We have already created three (partly prototypical) implementations of this service. They provide only quite limited means of configuring the Jetty handler themselves, so they are provided rather as examples, meaning you can use them to base your own handlers on. If you require more configuration, you will either have to create your own variant of these services or use the jetty.xml to achieve the desired deployment/configuration.

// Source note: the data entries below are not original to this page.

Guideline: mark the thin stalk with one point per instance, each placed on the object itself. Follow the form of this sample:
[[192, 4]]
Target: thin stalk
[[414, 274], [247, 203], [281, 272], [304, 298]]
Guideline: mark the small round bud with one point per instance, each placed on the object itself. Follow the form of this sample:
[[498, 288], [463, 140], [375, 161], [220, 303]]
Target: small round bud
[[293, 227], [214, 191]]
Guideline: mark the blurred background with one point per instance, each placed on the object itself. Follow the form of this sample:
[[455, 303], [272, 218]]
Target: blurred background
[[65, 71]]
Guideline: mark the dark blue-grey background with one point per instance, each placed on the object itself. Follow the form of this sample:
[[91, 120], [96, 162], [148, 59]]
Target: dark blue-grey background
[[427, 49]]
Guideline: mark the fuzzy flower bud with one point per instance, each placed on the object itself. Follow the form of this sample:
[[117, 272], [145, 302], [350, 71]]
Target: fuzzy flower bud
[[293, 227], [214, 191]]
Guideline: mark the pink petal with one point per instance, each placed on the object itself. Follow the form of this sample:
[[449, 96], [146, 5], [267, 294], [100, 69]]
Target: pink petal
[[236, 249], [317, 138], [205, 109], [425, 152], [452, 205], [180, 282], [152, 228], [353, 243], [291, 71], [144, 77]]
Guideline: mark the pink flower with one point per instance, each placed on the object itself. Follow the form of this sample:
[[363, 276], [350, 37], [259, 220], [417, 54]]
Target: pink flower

The exemplary implementations (details follow below) are all contained in org.eclipse.smila.http.server.util.

ResourceHandlerService

Creates a Jetty ResourceHandler which can serve files from the configuration area. The test bundle shows how to use this in OSGI-INF/resourcehandler.xml:

<?xml version="1.0" encoding="UTF-8"?>
<component name="org.eclipse.smila.http.server.util.ResourceHandlerService" immediate="true">
    <implementation class="org.eclipse.smila.http.server.util.ResourceHandlerService" />
    <service>
       <provide interface="org.eclipse.smila.http.server.JettyHandler"/>
    </service>
    <property name="rootContextPath" type="String" value="/resources"/>
    <property name="configBundle" type="String" value="org.eclipse.smila.http.server.test" />
    <property name="resourceBase" type="String" value="resources"/>    
    <property name="welcomeFiles" type="String" value="index.html"/>
</component>

This creates a ResourceHandler which can provide files from configuration/org.eclipse.smila.http.server.test/resources at the URL http://.../resources/..., and returns "index.html" for requests containing only a directory name and no explicit filename in the URL.

ServletContextService

Creates and registers a ServletContextHandler with a single javax.servlet instance already created (so it may be helpful in case of classloading problems, because the servlet instance can be created inside its own bundle context). Again, you can find a simple example in the test bundle at OSGI-INF/servlethandler.xml:

<?xml version="1.0" encoding="UTF-8"?>
<component name="org.eclipse.smila.http.server.util.ServletContextService" immediate="true">
    <implementation class="org.eclipse.smila.http.server.util.ServletContextService" />
    <service>
       <provide interface="org.eclipse.smila.http.server.JettyHandler"/>
    </service>
    <property name="rootContextPath" type="String" value="/servlet"/>
    <property name="servletClassName" type="String" value="org.eclipse.smila.http.server.test.MockServlet" />
    <property name="servletPath" type="String" value="/mock"/>    
</component>

This registers an instance of the named class as a servlet which can be invoked using http://.../servlet/mock.

WebappContextService

Creates a handler for a web application. The example from the test bundle goes like this:

<?xml version="1.0" encoding="UTF-8"?>
<component name="org.eclipse.smila.http.server.util.WebappContextService" immediate="true">
    <implementation class="org.eclipse.smila.http.server.util.WebappContextService" />
    <service>
       <provide interface="org.eclipse.smila.http.server.JettyHandler"/>
    </service>
    <property name="rootContextPath" type="String" value="/webapp"/>
    <property name="configBundle" type="String" value="org.eclipse.smila.http.server.test" />
    <property name="webappDir" type="String" value="webapp"/>    
</component>

This makes the web application available as http://.../webapp in the directory webapp of the configuration area of bundle org.eclipse.smila.http.server.test. The web application must not be assembled into a WAR file. The descriptor file must be located at WEB-INF/web.xml and the configuration directory for the named bundle must also provide a file named webdefault.xml containing default values for the web.xml. An override-web.xml is not supported. See configuration/org.eclipse.smila.http.server.test/ for an exemplary simple setup.